The college plans to announce collegewide implementation of other initiatives centered on student success in the next couple of weeks, Kelly said.

“We have been working on this for months, but [the survey] reminds us of why we need [change],” Kelly said. “It tells us that what we said in the Strategic Plan captured something.”

The class of 2015 experienced two administrations and left at a time of great change with the Strategic Plan being approved, which could have resulted in a number of dissatisfied students, Kelly said.

“I believe we are the most important incubator of creative talent in this country, but we have to have that voice in the industry. We don’t right now,” Kelly said. “We made progress. We are going to create new structures to help attend to those issues.”

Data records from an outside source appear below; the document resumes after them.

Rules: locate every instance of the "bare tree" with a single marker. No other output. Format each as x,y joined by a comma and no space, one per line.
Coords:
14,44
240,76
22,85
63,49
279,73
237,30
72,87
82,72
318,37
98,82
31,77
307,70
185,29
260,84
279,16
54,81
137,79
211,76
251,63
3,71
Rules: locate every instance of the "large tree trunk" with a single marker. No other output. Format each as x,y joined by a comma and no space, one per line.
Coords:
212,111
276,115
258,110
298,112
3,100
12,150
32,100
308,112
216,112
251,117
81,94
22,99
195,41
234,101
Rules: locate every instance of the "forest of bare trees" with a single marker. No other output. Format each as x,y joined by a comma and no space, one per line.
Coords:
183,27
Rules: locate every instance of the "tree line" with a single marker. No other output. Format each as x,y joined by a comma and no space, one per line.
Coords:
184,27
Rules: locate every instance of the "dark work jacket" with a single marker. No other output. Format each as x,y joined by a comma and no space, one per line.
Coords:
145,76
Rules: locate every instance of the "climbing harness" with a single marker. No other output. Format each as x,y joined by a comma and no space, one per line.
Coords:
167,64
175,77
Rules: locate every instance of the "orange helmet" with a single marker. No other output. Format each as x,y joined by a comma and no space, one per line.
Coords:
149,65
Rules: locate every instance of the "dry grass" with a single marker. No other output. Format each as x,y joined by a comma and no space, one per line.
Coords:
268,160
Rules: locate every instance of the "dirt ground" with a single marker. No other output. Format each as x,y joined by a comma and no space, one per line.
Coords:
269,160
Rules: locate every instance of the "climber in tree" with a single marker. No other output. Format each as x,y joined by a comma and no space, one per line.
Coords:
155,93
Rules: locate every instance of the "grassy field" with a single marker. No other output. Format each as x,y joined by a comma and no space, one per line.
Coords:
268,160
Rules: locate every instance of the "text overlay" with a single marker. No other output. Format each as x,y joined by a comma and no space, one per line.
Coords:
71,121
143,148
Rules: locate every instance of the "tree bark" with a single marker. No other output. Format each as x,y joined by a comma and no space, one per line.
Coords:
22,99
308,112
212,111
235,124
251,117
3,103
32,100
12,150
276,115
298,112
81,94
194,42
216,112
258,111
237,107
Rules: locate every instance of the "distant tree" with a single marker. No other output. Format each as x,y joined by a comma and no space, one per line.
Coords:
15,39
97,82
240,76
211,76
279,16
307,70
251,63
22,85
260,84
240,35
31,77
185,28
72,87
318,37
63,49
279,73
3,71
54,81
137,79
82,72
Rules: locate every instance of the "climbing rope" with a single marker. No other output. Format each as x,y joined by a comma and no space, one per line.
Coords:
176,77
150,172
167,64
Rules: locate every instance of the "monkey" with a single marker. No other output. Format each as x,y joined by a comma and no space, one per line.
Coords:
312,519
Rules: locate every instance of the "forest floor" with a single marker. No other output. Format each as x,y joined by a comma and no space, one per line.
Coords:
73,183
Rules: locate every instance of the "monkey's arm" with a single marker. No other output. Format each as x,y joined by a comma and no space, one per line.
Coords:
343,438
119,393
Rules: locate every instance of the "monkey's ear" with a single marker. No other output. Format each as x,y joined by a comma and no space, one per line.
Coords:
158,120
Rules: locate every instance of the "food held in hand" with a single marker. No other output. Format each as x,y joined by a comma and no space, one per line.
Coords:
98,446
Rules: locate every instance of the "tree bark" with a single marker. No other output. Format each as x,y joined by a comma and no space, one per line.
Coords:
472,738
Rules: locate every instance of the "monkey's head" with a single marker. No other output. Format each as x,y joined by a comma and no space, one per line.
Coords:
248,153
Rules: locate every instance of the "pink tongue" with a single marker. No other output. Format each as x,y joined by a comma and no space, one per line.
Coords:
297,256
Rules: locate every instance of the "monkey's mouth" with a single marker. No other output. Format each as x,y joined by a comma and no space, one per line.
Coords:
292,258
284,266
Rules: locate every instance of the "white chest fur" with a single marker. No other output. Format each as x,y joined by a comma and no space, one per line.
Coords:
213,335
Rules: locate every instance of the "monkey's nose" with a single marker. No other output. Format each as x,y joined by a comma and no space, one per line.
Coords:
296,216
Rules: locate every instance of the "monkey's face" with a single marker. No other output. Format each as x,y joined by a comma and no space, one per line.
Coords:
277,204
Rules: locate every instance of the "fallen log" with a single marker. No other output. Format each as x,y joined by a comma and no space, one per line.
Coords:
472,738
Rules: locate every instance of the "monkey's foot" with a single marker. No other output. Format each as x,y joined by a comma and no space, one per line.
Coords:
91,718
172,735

The survey also showed 66 percent of students found the quality of instruction at Columbia excellent—compared to 74 percent in 2013.

In his Faculty Forum address, Stan Wearden, senior vice president and provost, said the college needs to look at its curriculum and make sure it is offering the best curriculum possible.

“We are admitting a higher caliber student and [these] students have higher expectations,” Wearden said. “There is some reason to expect they are not going to be [as] satisfied as some students were in the past.”

Cara Birch, director of the college’s News Office, said this survey is one of many tools the administration uses to get a picture of the student experience. Not all of the surveys the college administers are available online in full form, however. Getting more robust data that goes into the hard numbers of student success rates, job placements and other experiences at the college needs to be more fully developed, she added.

“It is not about getting better data,” Birch said. “It is about evaluating if this data is the best we can get.”

Jerel Ballard, president of Columbia’s Student Government Association and a senior journalism major, said the SGA plans to work with the administration to make the college more transparent and accessible to improve student satisfaction with the college. He wants the SGA to not only relate to students, but for the college’s administrators to do so as well.

“I believe if we have more dialogue with the administration, these results will definitely [improve],” Ballard said.

He said it is important for the college to continue the survey to capture the true student voice, especially right after graduation. He said it especially helps the SGA to prepare goals for the following academic year.

“We should always be doing better, but what we realized is this is a wonderful place, especially for our graduates,” Kelly said. “The marketplace has changed and we can no longer support our graduates in an ad hoc way, [so] we have to be really organized. We have to have one voice to the industry.”